きのうのつづき。明言しなかったが、夢日記である。

「もここらーめん」は、10分ほど歩いたところにあった。歴史ある店なのか看板は色褪せて、外壁もところどころ剥がれている。外には数人の待ちがあり、そこそこ繁盛しているようだ。

引き戸がおおげさな音を立てる。目の前はすぐカウンターで、6席くらいだろうか。中で人が待つスペースはない。 左側の2席にわたしたちは座った。

まず驚いたのは、威勢よく「いらっしゃいませ」と言ったのがインド人だったことだ。2,30代だろうか、白いコック帽に真緑のシャツを合わせている。ふたりともこれ以上ないほどニコニコしている。彼らがおんぼろの「もここらーめん」を切り盛りしているのだろうか……?

ひるんでいると、右側から「いらっしゃいませ」が聞こえた。インド人の横にいるのは、60代くらいの夫婦だ。旦那さんは伏し目がちで、やせて、おとなしそうな人であった。きょとんとしていると、横にいた器量のよさそうな奥さんが言った。

「もここらーめんは夫婦でやってるのよ。」

では、はじめに迎えてくれたインド人は一体?思わず右に目をやると、男性がインドカレーを食べている。どうやらこの狭い店内で、ふたつの店をやっているらしい。タンドール窯が厨房にあるとは到底思えないのだが、客は焼き立てのナンをちぎって食べていた。

「もここらーめん」を注文すると、インド人はごきげんそうに右へずれ、夫婦に場所をゆずった。

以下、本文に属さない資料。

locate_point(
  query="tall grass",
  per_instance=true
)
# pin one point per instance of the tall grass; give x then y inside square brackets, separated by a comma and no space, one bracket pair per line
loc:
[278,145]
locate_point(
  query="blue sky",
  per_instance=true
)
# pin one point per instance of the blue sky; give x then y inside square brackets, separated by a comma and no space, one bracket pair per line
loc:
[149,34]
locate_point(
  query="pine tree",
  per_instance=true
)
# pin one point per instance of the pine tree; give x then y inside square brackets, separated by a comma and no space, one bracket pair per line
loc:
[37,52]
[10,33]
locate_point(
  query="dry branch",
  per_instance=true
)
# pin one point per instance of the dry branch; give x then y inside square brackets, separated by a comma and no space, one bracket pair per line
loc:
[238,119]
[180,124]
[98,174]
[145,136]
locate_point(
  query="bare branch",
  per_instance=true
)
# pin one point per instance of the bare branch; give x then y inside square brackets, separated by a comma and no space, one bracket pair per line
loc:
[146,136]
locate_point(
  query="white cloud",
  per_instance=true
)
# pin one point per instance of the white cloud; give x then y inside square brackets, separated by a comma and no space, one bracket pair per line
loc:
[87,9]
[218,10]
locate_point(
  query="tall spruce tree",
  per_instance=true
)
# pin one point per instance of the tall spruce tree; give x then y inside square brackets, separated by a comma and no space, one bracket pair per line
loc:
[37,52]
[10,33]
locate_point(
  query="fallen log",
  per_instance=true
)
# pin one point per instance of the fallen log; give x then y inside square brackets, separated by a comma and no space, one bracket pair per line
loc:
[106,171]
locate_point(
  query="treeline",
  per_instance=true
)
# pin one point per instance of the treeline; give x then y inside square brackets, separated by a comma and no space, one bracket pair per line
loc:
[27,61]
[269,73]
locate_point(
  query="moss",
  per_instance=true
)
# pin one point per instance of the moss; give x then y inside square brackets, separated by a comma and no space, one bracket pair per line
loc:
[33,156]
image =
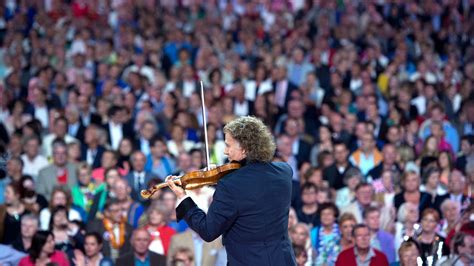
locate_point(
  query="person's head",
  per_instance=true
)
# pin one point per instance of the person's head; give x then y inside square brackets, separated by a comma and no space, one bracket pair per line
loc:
[12,193]
[292,218]
[457,182]
[140,241]
[431,177]
[364,193]
[408,253]
[138,160]
[352,178]
[451,210]
[109,159]
[309,193]
[347,221]
[157,214]
[463,244]
[59,153]
[408,212]
[429,220]
[158,147]
[361,235]
[444,160]
[84,174]
[121,189]
[389,153]
[299,234]
[111,175]
[32,145]
[60,196]
[247,137]
[92,244]
[301,255]
[125,147]
[59,218]
[183,256]
[372,218]
[29,225]
[368,142]
[42,243]
[328,213]
[14,167]
[410,181]
[340,152]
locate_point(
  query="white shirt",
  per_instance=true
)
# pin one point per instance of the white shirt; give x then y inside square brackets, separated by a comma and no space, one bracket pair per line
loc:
[41,113]
[116,134]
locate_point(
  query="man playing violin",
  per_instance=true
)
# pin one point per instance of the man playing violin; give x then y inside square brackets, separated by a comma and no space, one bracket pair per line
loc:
[250,206]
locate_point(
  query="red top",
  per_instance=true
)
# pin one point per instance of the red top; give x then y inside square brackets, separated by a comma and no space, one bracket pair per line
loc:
[57,257]
[347,258]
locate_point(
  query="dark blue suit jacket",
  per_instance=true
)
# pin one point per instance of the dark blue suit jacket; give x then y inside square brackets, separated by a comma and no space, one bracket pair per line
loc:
[250,209]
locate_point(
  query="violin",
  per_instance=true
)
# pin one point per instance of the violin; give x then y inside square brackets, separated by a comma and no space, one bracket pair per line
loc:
[195,179]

気がつくと、料理が提供されていた。わたしは「もここらーめん」、彼女はチャーハンを頼んだようだ。くすんだメニューを見ると、それぞれ500円。ハーフサイズは350円、セットだと850円。今の物価を思うに、だいぶ安い。「もここらーめん」は野菜と麺だけの、ヘルシーなラーメンだった。しかしやたらと赤い。スープのも麺も野菜も、赤に染まっている。辛いものが食べられないというのに、こんなものを頼んで大丈夫だろうか。おそるおそる麺をすすってみると、全く辛くなかった。一体何で赤色に染まっているのかがわからないくらい、ふつうのラーメンの味をしていた。彼女は黙々とチャーハンを食べていた。いわゆる中華食堂に出てくる、ポピュラーなそれだった。

夢はまだまだ続くのだが、「もここらーめん」の話はここでおわりだ。

今日も読んでくださり、ありがとうございます。このあとは職場の人が出てきて非現実的展開を繰り広げるのですが、なかなか展開がエグいので書くかなやんでいます。きのう見た夢が大長編というのは、なにをかくそうこのエピソードが長いからです。